Green or Eco Camping
Here’s some tips to implement this successfully: dilute sustainability messages with concrete information. To the average festival goer ‘being green’ or ‘keeping it clean’ is not important or interesting, whereas amenities, atmosphere, and cost are convincing. So don’t push the ‘green’ – push comfort, atmosphere, and whatever else people will get out of this experience.
Renting tents
Some visitors usually might not go camping in their free time, and therefore have no use for a tent after the event. The option of renting a tent may prevent these visitors from buying a cheap tent and leaving it behind. Watch out for costs: this option should be lower than ‘glamping’. Lowlands will increase the amount of rentable tipis due to a high demand at last year’s event, which goes to show that this solution has high potential.
Rules and regulations
Festivals with multi-day camping are extremely complex, it is already difficult to 1) comply as a festival organization to all existing regulations as dictated by governments and 2) to enforce these rules towards each and every one in the audience. The latter would be possible (e.g. camping area ambassadors reminding everyone to keep it clean) but hugely costly, and the question is whether that money would not be better spent influencing behavior in a positive rather than constrictive way. However, festival organization do have the potential to take the lead by setting up ground-rules (e.g. forbidden to bring couches) and enforcing them enough so that future visitors will adhere to them.

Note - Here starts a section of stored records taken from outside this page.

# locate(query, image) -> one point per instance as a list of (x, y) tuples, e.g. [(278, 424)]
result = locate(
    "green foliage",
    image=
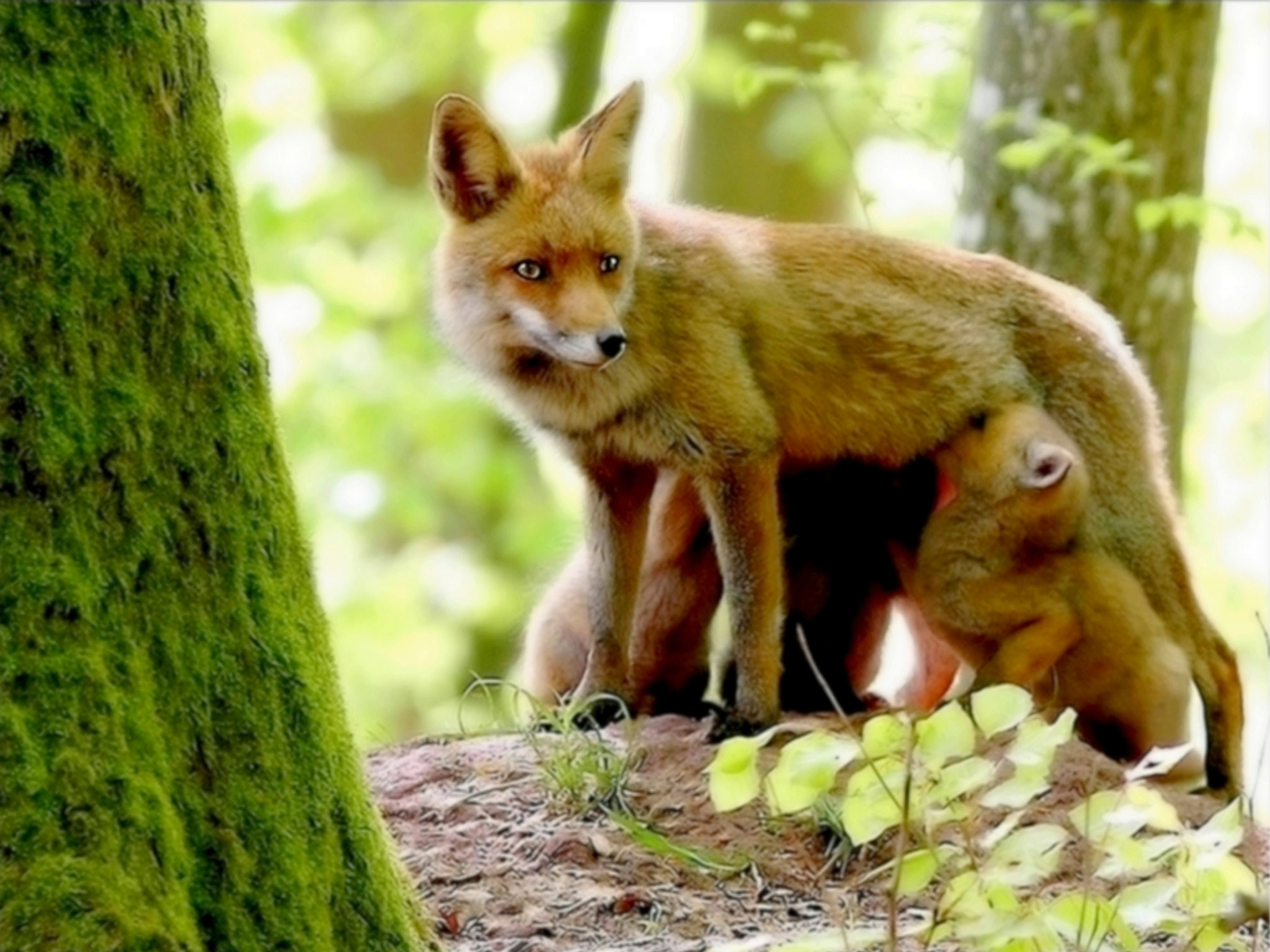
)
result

Retailers doing their part
No surprises here: retailers have had an enormous role in the short-term thinking towards products. To be more specific, they have marketed the concept of a festivaltent to a point where it has become almost synonymous to a single-use product. A lot has to happen on this front to get rid of the current mindset – all parties involved must work together on this, retailers included.
“You are the person you have been waiting for to reduce waste”
The insights in this article stem from the program ‘Campsite waste; a single use plastic problem in need for a radical mindshift’ during ADE Green 2022. Frank Kimenai discussed this with Megan Best (Native Events), Teresa Moore (Green Festival Awards) and Eric van Eerdenburg (Lowlands).